AI活用とマーケター本来の役割で「未来に飛ぶ」決断を


岡本 達也 氏
味の素 執行役常務マーケティングデザインセンター長

 2026年はAIがマーケティング業務のど真ん中に実装され、成果が創出されてくるでしょう。効率化・作業代替中心から、新たな価値を創出するプロセスであるインサイト探索、提供価値仮説の構築、製品・サービスのアイデア拡散と収束、マーケティングリサーチなどに実装され、活用が本格化すると推察しています。

 課題は信頼性の担保でしょうか? このような環境になった時にマーケターは何をするのか、が問われることになります。私は、未来に飛ぶための「決断」、そしてマーケター本来の業務である生活者・顧客と生身で向き合うことがとても大切になると考えています。

 決断は、過去の事実から得られた判断に戦略仮説を加えて未来に飛ぶ仕事です。それは人間がやらねばならない大切なこと。また熱量をもって生活者・ユーザー・顧客と接し、対話し、共に体験し、共感を生み出すことも人間にしかできない大切なこと。

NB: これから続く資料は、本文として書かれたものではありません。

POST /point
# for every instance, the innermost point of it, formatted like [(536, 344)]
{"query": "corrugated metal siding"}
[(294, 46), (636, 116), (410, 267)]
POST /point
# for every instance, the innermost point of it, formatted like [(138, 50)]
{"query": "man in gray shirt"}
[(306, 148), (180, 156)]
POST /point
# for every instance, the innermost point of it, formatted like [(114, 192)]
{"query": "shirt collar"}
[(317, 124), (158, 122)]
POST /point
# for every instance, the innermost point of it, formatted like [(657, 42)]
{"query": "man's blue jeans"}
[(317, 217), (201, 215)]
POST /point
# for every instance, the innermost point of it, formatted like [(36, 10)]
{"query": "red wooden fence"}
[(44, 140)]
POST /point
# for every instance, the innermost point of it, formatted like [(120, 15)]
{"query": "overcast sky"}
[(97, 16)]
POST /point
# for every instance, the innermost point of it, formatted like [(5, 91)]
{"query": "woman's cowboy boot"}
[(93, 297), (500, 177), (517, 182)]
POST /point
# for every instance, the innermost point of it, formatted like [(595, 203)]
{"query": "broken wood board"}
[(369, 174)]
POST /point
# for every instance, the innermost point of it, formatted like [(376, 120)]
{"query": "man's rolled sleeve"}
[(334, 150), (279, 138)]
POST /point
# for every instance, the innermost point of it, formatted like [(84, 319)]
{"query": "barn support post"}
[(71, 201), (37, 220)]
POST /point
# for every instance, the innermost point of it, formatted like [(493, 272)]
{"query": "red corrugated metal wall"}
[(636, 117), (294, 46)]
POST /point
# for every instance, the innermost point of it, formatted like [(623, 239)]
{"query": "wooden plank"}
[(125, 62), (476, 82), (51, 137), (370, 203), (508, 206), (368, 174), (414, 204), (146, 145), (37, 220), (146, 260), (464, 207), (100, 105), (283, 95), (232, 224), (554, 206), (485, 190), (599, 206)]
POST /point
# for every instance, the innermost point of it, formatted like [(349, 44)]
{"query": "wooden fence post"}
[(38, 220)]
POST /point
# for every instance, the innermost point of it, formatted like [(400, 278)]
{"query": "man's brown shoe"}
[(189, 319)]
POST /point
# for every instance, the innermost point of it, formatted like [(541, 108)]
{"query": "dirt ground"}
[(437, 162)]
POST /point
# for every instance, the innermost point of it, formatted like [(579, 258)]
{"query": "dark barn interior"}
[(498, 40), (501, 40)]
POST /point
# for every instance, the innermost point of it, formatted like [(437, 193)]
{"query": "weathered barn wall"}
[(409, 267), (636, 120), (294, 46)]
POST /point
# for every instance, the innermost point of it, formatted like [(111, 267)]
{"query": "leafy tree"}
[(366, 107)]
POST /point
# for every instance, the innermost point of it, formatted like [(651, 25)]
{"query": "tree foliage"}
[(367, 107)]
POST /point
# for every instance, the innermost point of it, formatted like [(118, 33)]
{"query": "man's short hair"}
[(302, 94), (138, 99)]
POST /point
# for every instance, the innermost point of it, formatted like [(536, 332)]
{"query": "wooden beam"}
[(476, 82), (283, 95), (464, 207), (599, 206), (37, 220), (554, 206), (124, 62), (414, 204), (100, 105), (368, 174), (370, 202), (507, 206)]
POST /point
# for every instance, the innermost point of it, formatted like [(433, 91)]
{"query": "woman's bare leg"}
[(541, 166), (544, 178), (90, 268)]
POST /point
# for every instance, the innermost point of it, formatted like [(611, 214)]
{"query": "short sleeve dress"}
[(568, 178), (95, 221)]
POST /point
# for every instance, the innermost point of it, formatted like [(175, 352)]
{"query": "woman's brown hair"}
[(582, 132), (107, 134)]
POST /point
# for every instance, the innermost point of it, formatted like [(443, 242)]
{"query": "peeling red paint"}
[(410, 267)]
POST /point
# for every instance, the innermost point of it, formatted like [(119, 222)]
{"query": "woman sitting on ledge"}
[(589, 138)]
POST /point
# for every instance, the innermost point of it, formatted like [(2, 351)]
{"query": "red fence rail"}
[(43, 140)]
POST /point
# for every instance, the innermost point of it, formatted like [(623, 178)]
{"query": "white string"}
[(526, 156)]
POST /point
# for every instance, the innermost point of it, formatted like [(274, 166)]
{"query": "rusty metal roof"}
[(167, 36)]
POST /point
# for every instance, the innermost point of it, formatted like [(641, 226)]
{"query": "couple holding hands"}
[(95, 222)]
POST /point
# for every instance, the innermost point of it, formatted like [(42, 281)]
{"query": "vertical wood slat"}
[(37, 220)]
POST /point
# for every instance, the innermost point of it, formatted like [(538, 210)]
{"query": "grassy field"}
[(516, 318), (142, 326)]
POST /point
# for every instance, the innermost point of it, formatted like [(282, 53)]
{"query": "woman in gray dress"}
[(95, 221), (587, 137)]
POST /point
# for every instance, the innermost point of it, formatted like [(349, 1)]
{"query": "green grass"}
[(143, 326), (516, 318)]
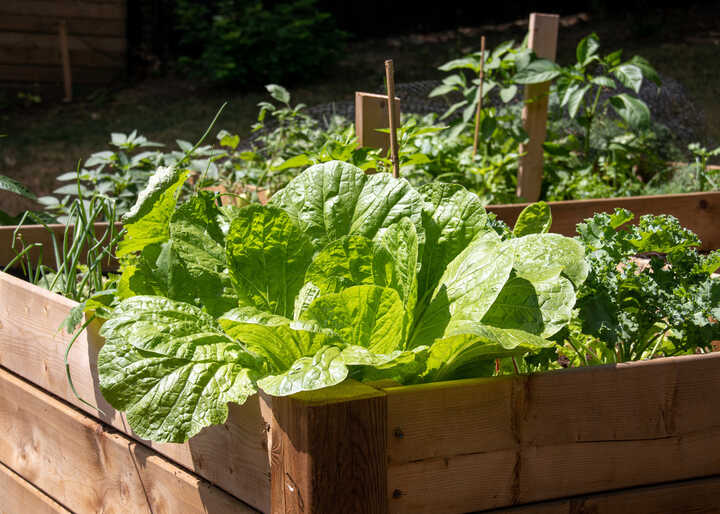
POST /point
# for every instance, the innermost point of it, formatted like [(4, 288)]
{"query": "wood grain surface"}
[(89, 467), (233, 455)]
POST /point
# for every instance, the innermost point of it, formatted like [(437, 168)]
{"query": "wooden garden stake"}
[(479, 110), (390, 76), (543, 41), (371, 114), (65, 57)]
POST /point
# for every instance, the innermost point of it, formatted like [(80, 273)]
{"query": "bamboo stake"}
[(390, 76), (479, 109), (65, 56)]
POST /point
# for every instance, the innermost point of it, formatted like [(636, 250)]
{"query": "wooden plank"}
[(371, 114), (110, 45), (542, 39), (18, 496), (65, 9), (51, 57), (697, 211), (233, 455), (39, 234), (701, 495), (487, 443), (89, 468), (53, 74), (48, 25), (328, 451)]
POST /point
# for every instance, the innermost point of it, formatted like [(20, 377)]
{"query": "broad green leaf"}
[(324, 369), (534, 219), (453, 218), (630, 76), (267, 255), (305, 297), (369, 316), (399, 365), (170, 368), (647, 70), (633, 110), (464, 62), (199, 244), (399, 245), (13, 186), (279, 93), (469, 349), (148, 221), (541, 70), (346, 262), (540, 307), (508, 93), (603, 81), (334, 199), (278, 340), (575, 100), (466, 290), (540, 257)]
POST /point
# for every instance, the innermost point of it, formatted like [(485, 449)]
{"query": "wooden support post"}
[(390, 78), (65, 57), (371, 113), (480, 85), (329, 451), (543, 41)]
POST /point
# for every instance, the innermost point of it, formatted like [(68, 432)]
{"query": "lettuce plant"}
[(343, 275)]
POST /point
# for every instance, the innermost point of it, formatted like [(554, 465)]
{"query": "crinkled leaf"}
[(305, 297), (541, 70), (469, 349), (324, 369), (199, 244), (368, 316), (148, 221), (277, 339), (335, 199), (453, 218), (630, 76), (170, 368), (267, 255), (467, 288), (534, 219), (540, 307), (543, 256)]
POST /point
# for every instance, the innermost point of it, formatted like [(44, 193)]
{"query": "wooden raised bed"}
[(639, 437)]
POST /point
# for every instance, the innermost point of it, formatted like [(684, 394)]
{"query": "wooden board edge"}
[(19, 496), (693, 495), (161, 482), (243, 470)]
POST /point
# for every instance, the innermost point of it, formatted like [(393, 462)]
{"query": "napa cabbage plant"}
[(343, 275)]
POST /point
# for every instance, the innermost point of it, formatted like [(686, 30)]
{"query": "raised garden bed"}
[(637, 437)]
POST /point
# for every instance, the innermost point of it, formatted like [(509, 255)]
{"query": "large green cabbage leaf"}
[(344, 275), (171, 368)]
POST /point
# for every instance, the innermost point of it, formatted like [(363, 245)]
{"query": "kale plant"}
[(666, 305)]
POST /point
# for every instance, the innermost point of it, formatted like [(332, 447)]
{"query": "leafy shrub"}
[(245, 42)]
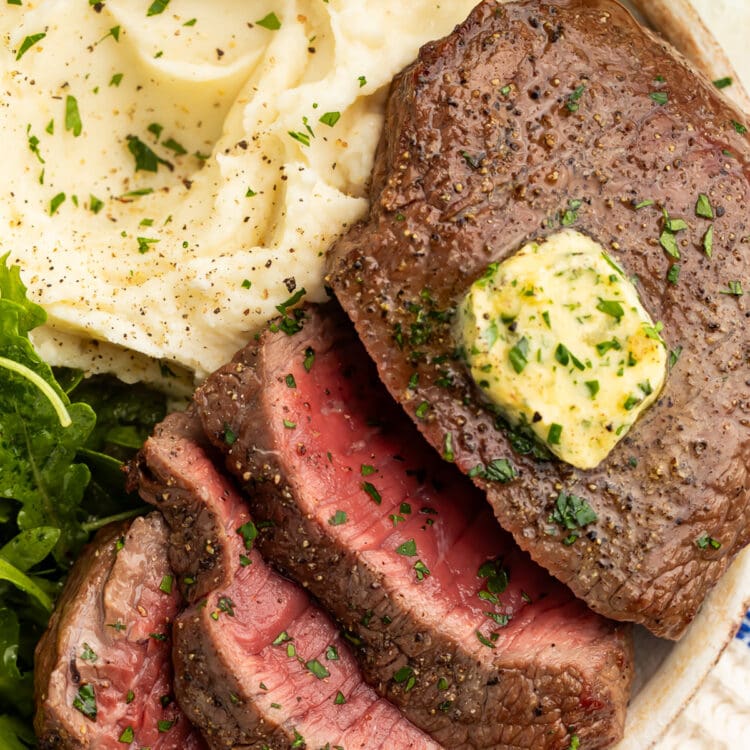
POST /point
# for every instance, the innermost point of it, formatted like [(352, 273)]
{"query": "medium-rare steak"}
[(103, 673), (258, 665), (534, 115), (452, 622)]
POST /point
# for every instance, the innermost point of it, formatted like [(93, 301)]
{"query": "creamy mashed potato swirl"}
[(170, 177)]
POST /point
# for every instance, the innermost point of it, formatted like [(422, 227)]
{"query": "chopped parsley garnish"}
[(572, 101), (302, 138), (127, 735), (704, 541), (85, 701), (407, 549), (28, 43), (176, 148), (674, 356), (517, 355), (309, 359), (372, 491), (55, 203), (226, 605), (654, 331), (734, 288), (631, 402), (144, 243), (249, 532), (572, 513), (290, 323), (270, 22), (421, 570), (405, 675), (593, 386), (317, 669), (498, 470), (422, 409), (338, 518), (668, 241), (554, 434), (330, 118), (564, 356), (448, 453), (484, 640), (145, 158), (570, 215), (157, 7), (703, 207)]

 生成AIをマーケティングプロセスに組み込んでスピードと精度を上げることはできても、未来に飛ぶ決断をし、熱量をもって共感を生み出すことができるマーケターを育てることはAIにはできません。そのような人財を生み出せるかどうか、が競争優位に大きく関わる時代になると思います。
 

マーケターは「AIと人をつなぎ、関係性の未来をデザインする仕事」へ


馬渕 邦美 氏
Xinobi AI 共同CEO

 2026年、AIはマーケティングにおいて「最適化の装置」から「理解する知能」へと進化する。

 ヤン・ルカン教授が示した世界モデルの潮流は、AIが統計的生成の段階を超え、人の行動や意図を「文脈として」把握する知能へと移行しつつあることを意味する。これは「マーケティングはAIに奪われるか否か」といった単純な議論では捉えきれない変化だ。

 この進歩により、広告・CRM・接客・商品企画といった分断された機能は、顧客一人ひとりの「意思決定の流れ」を軸に自然とつながり始める。企業が大きく構造を変えなくても、顧客接点がその人らしい形へ静かに最適化されていく──そんな手応えを実感する年になる。

 重要なのは、AIをブラックボックスとして扱うことではない。
むしろ、企業固有の文脈・判断基準・価値観をAIと共有し、「人間が担うべき領域」を意図的に設計することだ。ここを定義できる企業だけが、AIを真の戦略パートナーへと育てられる。

 2026年、マーケターの役割は「AIと人をつなぎ、関係性の未来をデザインする仕事」へと進化する。AIを表層で語り、「マーケターは不要になる」と断じる論は、確実に影を潜めるだろう。